Bitcoin is, indeed, a legitimate form of money. That’s the word that came down from U.S. District Judge Alison Nathan who sits on a federal court in Manhattan.

While word of Bitcoin’s legal legitimacy likely comes as good news to fans of the crypto-currency, it’s bad news for Anthony Murgio.

Murgio is the defendant in a case before Judge Nathan’s court involving the operation of an unlicensed Bitcoin exchange with alleged links to extensive financial fraud and computer hacking.

Murgio’s lawyers put forth the argument that Bitcoin does not meet the legal definition of “funds” for the purposes of money transmitting businesses. As such, they wanted two of the eight charges leveled against their client thrown out of court.

In her ruling, as reported on by Reuters, Judge Natahn quickly dispensed any notions that digital cash is a protection from the long arm of the law saying:

Bitcoins are funds within the plain meaning of that term. Bitcoins can be accepted as a payment for goods and services or bought directly from an exchange with a bank account. They therefore function as pecuniary resources and are used as a medium of exchange and a means of payment.

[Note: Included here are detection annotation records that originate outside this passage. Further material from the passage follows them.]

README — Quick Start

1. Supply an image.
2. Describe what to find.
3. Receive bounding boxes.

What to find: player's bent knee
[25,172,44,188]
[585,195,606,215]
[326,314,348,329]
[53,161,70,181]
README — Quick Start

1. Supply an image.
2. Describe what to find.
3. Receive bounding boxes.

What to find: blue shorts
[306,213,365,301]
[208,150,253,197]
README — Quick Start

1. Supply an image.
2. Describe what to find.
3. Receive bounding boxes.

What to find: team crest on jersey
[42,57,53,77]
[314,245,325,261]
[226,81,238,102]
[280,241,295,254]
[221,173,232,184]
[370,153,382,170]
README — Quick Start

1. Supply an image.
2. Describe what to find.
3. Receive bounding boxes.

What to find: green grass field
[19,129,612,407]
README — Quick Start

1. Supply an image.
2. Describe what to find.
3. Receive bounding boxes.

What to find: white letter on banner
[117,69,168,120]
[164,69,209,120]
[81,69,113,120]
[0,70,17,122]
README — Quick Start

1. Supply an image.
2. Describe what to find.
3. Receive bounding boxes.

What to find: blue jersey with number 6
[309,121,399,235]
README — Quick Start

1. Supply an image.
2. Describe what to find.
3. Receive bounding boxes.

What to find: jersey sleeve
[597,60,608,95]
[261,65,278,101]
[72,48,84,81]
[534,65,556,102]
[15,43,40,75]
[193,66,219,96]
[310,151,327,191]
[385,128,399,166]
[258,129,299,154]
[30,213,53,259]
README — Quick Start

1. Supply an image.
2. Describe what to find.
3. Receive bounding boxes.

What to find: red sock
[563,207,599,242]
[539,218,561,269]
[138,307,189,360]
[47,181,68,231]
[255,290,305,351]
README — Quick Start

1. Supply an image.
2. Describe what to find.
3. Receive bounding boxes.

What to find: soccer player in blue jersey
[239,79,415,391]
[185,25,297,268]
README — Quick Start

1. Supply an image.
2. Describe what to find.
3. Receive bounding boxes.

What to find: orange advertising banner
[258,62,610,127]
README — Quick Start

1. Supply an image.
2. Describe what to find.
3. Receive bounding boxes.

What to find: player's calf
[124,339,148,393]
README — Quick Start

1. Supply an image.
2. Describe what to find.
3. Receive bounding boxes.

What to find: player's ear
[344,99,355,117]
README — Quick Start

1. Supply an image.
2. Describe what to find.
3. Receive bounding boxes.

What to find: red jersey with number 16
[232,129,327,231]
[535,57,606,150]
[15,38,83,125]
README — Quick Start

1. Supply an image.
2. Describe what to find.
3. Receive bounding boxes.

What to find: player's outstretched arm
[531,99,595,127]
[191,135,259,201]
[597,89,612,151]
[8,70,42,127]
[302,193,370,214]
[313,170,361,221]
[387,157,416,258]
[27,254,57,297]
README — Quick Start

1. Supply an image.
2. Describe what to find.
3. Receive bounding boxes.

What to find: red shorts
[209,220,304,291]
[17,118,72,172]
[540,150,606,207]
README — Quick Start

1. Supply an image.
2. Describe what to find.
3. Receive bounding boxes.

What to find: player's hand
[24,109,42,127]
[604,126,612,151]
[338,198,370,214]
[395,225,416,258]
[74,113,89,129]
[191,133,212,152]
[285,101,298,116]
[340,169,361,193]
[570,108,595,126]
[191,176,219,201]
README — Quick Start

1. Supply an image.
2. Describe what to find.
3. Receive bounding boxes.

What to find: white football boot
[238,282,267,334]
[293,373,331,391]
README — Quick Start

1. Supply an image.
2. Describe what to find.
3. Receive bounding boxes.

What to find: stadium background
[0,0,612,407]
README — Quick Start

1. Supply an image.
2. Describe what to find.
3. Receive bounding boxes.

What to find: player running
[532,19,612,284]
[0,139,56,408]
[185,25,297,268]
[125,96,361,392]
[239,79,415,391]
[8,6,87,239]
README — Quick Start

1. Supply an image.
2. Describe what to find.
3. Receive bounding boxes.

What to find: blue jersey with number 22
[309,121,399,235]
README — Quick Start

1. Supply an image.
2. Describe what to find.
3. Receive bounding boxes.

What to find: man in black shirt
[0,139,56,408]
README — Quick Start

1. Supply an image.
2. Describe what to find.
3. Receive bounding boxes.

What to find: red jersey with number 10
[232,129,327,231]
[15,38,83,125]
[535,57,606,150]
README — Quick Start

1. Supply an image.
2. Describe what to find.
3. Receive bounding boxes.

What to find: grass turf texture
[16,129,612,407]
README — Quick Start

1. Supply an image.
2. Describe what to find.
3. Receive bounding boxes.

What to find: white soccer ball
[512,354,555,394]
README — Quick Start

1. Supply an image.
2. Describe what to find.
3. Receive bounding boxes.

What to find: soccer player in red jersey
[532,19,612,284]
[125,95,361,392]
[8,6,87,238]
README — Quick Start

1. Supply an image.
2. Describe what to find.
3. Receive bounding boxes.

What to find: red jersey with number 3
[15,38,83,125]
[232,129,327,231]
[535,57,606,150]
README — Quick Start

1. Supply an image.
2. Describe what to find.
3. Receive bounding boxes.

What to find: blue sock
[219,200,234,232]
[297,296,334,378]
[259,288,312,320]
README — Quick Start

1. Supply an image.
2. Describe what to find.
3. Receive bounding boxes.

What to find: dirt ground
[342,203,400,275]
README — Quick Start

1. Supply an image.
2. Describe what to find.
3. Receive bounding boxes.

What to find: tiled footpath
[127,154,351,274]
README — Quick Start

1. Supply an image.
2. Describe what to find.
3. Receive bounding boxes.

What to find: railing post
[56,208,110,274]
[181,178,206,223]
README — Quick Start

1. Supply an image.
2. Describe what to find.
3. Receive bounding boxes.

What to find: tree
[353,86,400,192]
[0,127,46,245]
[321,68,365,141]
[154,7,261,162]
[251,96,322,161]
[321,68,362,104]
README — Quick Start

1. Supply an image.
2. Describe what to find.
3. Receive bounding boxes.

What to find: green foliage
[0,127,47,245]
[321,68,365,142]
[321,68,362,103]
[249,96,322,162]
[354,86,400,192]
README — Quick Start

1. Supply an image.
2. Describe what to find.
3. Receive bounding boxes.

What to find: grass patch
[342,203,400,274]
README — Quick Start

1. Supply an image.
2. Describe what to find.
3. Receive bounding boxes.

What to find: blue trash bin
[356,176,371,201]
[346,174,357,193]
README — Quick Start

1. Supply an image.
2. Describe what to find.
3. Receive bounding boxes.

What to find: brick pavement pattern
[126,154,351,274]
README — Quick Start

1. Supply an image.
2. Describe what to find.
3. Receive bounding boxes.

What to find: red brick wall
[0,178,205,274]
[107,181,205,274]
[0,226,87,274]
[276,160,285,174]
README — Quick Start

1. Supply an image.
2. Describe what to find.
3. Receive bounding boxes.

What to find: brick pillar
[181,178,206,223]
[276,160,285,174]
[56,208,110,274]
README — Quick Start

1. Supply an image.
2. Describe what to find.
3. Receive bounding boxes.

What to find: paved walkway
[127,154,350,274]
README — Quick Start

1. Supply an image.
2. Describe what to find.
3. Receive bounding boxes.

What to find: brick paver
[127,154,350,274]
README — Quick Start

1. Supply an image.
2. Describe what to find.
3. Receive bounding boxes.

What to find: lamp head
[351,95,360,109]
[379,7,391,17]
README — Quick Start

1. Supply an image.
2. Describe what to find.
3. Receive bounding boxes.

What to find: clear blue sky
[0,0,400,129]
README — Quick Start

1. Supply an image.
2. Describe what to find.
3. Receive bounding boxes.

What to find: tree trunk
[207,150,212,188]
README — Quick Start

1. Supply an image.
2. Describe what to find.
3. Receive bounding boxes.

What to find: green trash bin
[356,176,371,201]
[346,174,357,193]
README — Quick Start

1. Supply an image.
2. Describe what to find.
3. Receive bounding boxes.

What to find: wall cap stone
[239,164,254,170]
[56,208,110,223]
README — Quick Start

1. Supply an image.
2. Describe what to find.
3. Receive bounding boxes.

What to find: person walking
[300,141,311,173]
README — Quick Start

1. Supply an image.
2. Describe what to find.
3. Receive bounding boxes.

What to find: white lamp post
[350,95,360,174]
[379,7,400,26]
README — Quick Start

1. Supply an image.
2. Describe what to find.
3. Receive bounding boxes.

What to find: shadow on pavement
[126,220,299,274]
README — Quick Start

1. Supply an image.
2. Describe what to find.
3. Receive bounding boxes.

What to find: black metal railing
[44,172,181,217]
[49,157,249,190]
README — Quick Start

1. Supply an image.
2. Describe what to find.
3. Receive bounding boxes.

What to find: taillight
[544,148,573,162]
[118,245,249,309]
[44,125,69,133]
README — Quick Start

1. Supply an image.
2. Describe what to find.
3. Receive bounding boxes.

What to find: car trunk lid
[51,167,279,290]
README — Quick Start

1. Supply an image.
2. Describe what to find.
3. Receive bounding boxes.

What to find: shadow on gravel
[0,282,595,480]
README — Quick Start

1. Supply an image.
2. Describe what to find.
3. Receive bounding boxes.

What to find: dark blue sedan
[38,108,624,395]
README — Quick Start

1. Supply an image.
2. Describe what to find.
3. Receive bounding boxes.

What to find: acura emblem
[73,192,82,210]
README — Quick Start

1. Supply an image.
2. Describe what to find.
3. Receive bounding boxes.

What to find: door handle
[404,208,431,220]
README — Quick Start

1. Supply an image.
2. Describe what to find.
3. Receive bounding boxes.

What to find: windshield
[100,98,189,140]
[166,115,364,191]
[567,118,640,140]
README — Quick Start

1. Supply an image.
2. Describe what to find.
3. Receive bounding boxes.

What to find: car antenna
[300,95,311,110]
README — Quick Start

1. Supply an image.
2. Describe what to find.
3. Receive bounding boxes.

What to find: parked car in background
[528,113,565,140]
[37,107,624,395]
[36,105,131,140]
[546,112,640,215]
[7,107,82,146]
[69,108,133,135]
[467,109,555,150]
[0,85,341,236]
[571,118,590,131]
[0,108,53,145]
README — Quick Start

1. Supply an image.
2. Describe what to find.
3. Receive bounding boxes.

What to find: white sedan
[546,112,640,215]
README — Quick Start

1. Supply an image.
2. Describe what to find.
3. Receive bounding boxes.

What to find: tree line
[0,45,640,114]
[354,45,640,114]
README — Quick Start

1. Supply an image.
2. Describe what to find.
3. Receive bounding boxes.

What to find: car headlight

Murgio’s lawyers can hardly be blamed for trotting out the Bitcoin-isn’t-money argument. Earlier this year, a Florida man walked away from money laundering charges involving Bitcoin when Circuit Court Judge Teresa Pooler declared that Bitcoin does not meet the legal definition of money.

According to Reuters, Murgio maintains his innocence in the case and is looking forward to his day in court.